By: Ivy Tang, Product Safety Specialist, email
What is a Consumer Product?
A consumer product is a manufactured good purchased for non-commercial purposes, such as household and personal uses. In the context of chemical consumer products, examples include dishwashing detergent, cleaners, air fresheners, paints, and mechanical lubricants- common items you can find on the shelf of a retail store.
Consumer products do not include products that require specific registrations, such as drugs, cosmetics, disinfectants, pesticides, and natural health products.
Why Do Consumer Chemical Products Require Their Own Regulation? What About GHS?
Since consumer products are sold and used in different environments than workplace products, separate regulations are required to address the hazards that may be unique to each setting. For example, toxic consumer products may require child- resistant packaging, which would not be necessary in a workplace.
GHS is an international standard used for workplace products. GHS and consumer regulations have their own hazardous material classification systems, use different test methods, and employ different labeling schemes. Average consumers are not trained to understand GHS label elements. Consumer regulations are meant to protect consumers by informing them of the potential hazards that a product may have.
It is important to note that these two regulations should not be used interchangeably.
Canada vs. USA
Canadian consumer products are regulated under the CCCR 2001 (Consumer Chemicals and Containers Regulations, 2001) which falls under the Canada Consumer Product Safety Act. American consumer products are regulated under the Consumer Product Safety Commission.
CCCR 2001 has five main regulated classifications: toxicity, flammability, corrosivity, quick skin-bonding adhesives, and pressurized containers. CCCR 2001 is very prescriptive. The regulations outline test methods, the classification procedure, label formatting, label requirements (hazard symbols, warning statements, first aid instructions, etc.), print specifications (e.g. minimum allowable text size), and special exemptions.
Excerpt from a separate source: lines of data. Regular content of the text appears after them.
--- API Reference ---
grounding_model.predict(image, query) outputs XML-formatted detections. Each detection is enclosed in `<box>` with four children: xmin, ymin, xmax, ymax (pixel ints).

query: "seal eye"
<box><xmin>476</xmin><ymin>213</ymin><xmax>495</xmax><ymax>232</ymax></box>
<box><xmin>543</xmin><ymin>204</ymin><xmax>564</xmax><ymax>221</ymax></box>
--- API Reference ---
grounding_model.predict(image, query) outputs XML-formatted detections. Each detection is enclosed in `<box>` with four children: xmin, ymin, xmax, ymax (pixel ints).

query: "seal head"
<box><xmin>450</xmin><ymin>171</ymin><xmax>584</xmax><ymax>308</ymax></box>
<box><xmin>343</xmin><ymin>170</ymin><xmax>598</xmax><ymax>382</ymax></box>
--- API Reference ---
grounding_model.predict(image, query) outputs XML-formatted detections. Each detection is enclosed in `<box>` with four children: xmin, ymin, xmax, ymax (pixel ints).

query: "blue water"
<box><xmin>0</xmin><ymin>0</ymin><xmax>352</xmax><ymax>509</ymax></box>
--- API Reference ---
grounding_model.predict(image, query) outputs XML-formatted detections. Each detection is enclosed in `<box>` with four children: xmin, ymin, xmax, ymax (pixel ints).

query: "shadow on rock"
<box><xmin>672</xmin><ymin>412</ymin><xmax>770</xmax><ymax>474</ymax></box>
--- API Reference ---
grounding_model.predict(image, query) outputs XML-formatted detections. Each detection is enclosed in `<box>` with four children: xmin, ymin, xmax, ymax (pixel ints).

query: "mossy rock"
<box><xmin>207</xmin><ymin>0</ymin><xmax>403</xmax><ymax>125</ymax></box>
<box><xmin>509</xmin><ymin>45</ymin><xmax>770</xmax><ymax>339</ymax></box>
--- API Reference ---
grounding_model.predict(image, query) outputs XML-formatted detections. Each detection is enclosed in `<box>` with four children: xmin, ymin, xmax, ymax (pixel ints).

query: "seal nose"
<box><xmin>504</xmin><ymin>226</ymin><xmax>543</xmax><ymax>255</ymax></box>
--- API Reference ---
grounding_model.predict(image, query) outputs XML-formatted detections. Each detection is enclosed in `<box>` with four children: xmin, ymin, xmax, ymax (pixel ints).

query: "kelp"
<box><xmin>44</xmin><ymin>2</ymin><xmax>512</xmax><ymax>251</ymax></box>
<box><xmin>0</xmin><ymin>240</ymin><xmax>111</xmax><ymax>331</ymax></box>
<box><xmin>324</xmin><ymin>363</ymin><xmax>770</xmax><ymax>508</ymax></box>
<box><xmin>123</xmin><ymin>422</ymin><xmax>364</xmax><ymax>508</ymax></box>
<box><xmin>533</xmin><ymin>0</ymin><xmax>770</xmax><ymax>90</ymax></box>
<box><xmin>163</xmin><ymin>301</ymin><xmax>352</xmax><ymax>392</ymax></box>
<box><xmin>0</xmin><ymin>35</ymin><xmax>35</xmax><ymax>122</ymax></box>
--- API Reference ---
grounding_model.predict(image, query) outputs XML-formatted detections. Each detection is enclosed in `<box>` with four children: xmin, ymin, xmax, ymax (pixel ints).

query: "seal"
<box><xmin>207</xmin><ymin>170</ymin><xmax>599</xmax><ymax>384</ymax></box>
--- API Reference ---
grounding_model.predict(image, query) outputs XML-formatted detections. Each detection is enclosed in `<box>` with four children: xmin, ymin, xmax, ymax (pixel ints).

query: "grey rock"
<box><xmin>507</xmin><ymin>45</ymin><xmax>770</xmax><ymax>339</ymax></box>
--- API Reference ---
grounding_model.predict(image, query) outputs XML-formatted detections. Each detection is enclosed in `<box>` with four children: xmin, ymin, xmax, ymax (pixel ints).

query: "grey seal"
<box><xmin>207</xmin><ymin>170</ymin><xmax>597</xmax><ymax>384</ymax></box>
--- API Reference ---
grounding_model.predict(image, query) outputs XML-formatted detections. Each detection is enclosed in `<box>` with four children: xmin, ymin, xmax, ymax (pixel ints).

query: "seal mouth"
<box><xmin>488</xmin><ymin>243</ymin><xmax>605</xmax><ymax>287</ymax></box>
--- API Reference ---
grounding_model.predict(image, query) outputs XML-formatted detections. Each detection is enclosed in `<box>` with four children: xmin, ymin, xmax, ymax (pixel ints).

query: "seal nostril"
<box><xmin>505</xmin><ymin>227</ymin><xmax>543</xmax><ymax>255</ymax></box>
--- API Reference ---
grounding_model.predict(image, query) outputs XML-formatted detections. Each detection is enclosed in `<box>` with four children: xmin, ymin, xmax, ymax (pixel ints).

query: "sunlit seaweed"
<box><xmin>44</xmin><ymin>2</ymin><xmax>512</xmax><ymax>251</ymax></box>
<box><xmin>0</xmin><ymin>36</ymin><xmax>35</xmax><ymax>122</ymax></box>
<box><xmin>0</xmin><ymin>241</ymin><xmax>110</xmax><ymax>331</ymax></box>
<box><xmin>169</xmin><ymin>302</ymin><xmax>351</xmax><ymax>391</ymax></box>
Health Canada has also published a CCCR 2001 Reference Manual which contains information on the enforcement of CCCR 2001 and provides a more in-depth discussion on various parts of the regulation.
Under the Federal Hazardous Substances (FHSA) Act and Poison Prevention Packaging Act (PPPA), hazardous consumer products may be toxic, corrosive, an irritant, a strong sensitizer, flammable, combustible, or any combination of the above. CPSC (Consumer Product Safety Commission) regulations for labelling requirements include a signal word, an affirmative statement of the principal hazard, precautionary measures, first aid instructions, and handling and storage statements. The language used is not formally prescribed. However, the CPSC has special labeling requirements for products containing specific substances, such as diethylene glycol at 10% or more by weight. The list can be found in 16CFR 1500.14.
Differences between CCCR and CPSC
The most prominent difference between the two countries’ consumer labeling regulations is the requirement for bilingual (French and English) labeling in Canada. CPSC includes a category for chronic hazards such as sensitizers and carcinogens, whereas CCCR 2001 does not. The two regulations also calculate type size differently. CCCR 2001 also uses a variety of symbols, compared to the one (skull and crossbones) used by CPSC.
Can I Combine The Two Into A Single US and Canadian Label?
Yes…but it is often extremely difficult due to the differences mentioned above, and therefore not advised. US consumers are not familiar with the Canadian consumer hazard symbols, and this may be a cause of confusion. A non-hazardous product which will require no hazard language or symbols may be combined. However, there is typically not enough space for a consumer label to be compliant in both countries due to the Canadian language requirements.